Esta realidade não é diferente da encontrada no Recife, segundo evidencia estudo realizado pelo Observatório UFPE da Covid-19: quanto mais assentamentos precários os bairros recifenses têm, menos casos confirmados (menor testagem) e maior a taxa de óbitos por síndrome respiratória aguda grave (SRAG) nestas populações pobres.

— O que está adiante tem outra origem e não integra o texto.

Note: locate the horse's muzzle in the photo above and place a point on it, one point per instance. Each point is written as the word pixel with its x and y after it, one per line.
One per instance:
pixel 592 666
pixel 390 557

Figura 3. Taxa de reprodução (Taxa R) do SARS-Cov-2 nos diferentes estágios da epidemia
Por fim, é importante ressaltar as boas novidades. Inúmeras pesquisas para o desenvolvimento de vacinas contra o novo coronavírus têm sido realizadas, inclusive com testes sendo realizados aqui no Brasil. As previsões mais otimistas apontam que o acesso a uma vacina se dará em meados de 2021, mas nada está certo. Assim, o que nos resta é continuar tendo responsabilidade social, nos cuidando e valorizando as iniciativas que evitem a propagação do vírus, contribuindo para construir o tão falado “novo normal”. Nunca a máxima “o melhor remédio é a prevenção” foi tão certeira!
Quem sabe num próximo artigo nós possamos discutir sobre a epidemia aqui no nosso estado? Cuide-se e um abraço!
Aristides Vitorino de Oliveira Neto é morador de Aldeia, médico de família e comunidade, mestre em saúde coletiva pela UnB e professor de medicina da UFPE.